Il caso del cubano Deivy Alemán Oropesa, recentemente deportato dagli Stati Uniti, sembra fare progressi dopo mesi di incertezza per la sua famiglia.
La notizia è stata divulgata dal giornalista Javier Díaz, del canale Univisión 23 Miami, il quale ha riportato che il Servizio di Cittadinanza e Immigrazione degli Stati Uniti (USCIS) ha notificato alla moglie di Alemán, Yisel Miguel Sarduy, la richiesta di ulteriori prove riguardanti il loro matrimonio, un passo fondamentale nel processo di riunificazione familiare.
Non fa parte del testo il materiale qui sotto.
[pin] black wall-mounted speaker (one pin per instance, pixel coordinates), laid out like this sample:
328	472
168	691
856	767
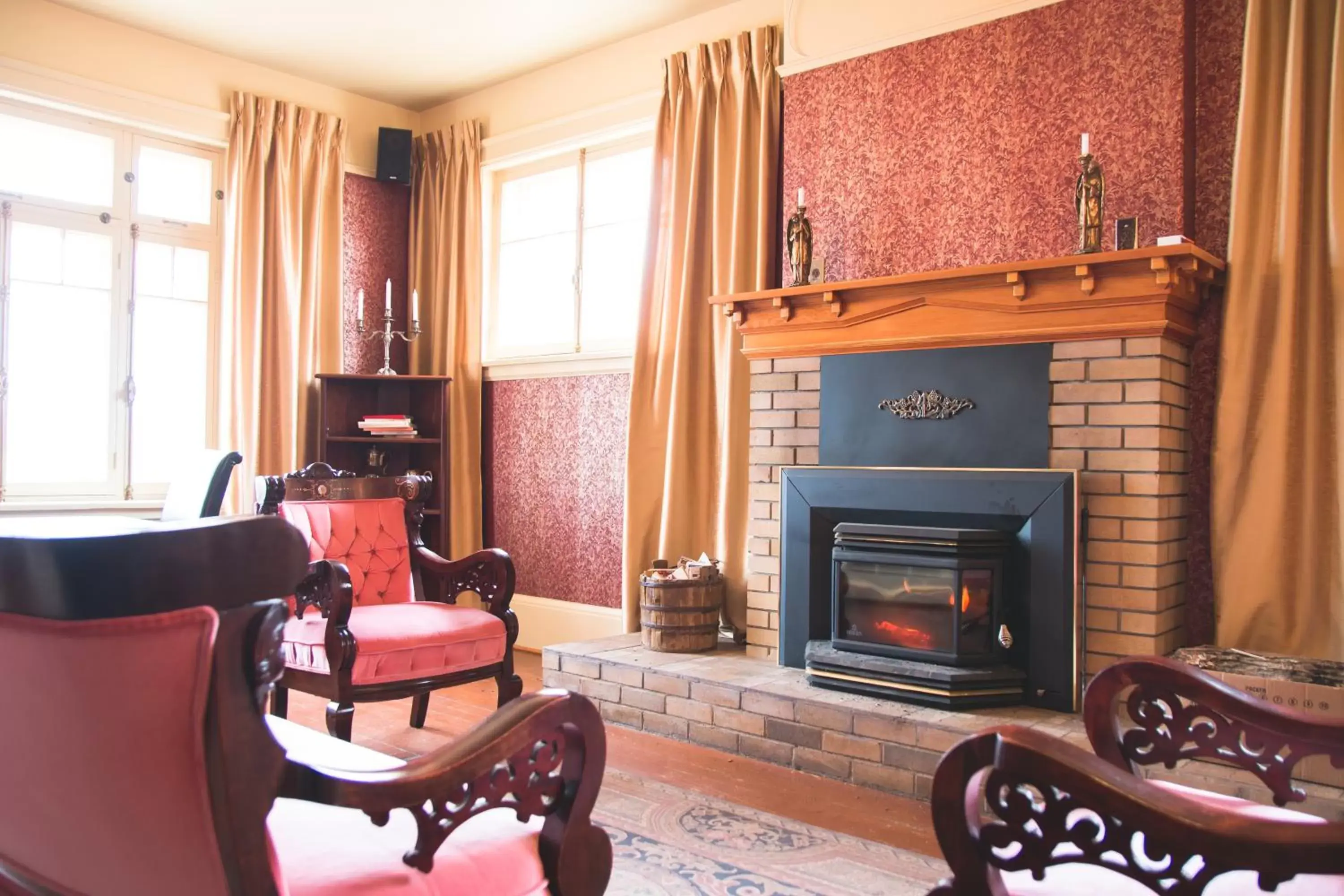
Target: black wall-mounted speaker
394	155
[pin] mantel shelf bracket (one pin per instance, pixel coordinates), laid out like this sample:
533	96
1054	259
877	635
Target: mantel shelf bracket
1086	281
1162	271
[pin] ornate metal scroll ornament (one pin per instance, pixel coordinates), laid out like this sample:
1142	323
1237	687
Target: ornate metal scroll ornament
926	406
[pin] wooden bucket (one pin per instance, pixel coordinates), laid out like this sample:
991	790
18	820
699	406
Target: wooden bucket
681	616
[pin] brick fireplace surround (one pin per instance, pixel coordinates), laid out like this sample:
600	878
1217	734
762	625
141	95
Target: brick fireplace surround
1119	416
1120	326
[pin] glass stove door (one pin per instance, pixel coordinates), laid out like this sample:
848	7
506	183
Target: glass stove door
897	605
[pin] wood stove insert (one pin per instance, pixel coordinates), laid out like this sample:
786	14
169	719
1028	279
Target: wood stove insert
918	613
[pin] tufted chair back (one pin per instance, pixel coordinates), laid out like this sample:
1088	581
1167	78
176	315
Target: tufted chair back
369	536
369	523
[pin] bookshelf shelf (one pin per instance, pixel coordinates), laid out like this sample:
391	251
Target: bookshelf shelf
381	440
346	400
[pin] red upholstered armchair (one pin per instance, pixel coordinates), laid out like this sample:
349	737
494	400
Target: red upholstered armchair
365	625
1065	821
135	758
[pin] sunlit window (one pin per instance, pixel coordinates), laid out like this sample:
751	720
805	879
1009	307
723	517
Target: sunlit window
569	254
39	160
109	256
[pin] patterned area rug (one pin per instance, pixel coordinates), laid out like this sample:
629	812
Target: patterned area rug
678	843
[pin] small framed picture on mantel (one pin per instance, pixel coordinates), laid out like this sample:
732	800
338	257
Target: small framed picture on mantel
1127	233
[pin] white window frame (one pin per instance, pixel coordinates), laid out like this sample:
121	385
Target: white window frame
558	359
127	228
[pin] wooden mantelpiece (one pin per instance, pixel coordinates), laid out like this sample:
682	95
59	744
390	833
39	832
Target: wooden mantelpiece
1139	292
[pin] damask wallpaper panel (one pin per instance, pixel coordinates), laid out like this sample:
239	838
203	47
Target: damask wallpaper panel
963	148
556	482
374	245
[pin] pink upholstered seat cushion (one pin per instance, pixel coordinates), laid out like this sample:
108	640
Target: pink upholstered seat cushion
103	754
324	851
1100	882
401	641
367	536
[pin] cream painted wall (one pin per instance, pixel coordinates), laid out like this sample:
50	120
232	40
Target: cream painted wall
56	52
615	85
611	78
820	33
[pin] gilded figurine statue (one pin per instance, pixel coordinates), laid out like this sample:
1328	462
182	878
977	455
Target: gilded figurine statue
800	246
1089	202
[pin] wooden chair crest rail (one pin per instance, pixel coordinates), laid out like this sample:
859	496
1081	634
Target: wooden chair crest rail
159	773
386	624
1021	812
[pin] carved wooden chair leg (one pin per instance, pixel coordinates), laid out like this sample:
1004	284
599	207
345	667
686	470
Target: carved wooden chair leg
280	702
420	706
510	685
340	718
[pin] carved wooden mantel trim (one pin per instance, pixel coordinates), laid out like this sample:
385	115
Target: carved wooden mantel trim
1139	292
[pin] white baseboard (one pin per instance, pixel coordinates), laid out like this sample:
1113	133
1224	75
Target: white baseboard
545	621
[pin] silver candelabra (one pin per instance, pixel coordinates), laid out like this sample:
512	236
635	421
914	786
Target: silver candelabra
388	334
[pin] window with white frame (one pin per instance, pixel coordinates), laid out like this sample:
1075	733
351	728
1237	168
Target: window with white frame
568	244
109	280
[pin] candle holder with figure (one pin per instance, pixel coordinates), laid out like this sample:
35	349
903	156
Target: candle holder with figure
799	237
1089	201
388	334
Yisel, cittadina statunitense, ha presentato una richiesta a favore di suo marito poco dopo che quest'ultimo ha lasciato il paese volontariamente, dopo che il Servizio di Immigrazione e Controllo delle Frontiere (ICE) gli ha ordinato di abbandonare il territorio statunitense lo scorso settembre.
Il caso ha ricevuto attenzione pubblica a causa del delicato stato di salute della figlia di entrambi, Keira, che necessita di un intervento chirurgico cardiaco programmato per aprile 2026.
La famiglia spera che Deivy possa tornare prima dell'operazione, con il supporto di avvocati e una richiesta per accelerare la procedura per motivi umanitari.
“Stiamo facendo progressi, ho fiducia che accada qualcosa di buono e che lui possa essere qui prima dell’intervento,” ha detto Yisel durante una videochiamata con suo marito, trasmessa da Univisión.
Nel frattempo, Yisel ha ringraziato il sostegno della comunità cubana negli Stati Uniti, che ha collaborato con donazioni tramite una campagna su GoFundMe per aiutarla a coprire l'affitto e altre spese mentre si dedica alla cura di sua figlia.
Anche se non c'è ancora una data definita per il possibile colloquio o l'approvazione del caso, la notifica di USCIS rappresenta un passo avanti nel lungo cammino di questa famiglia cubana separata dalla migrazione.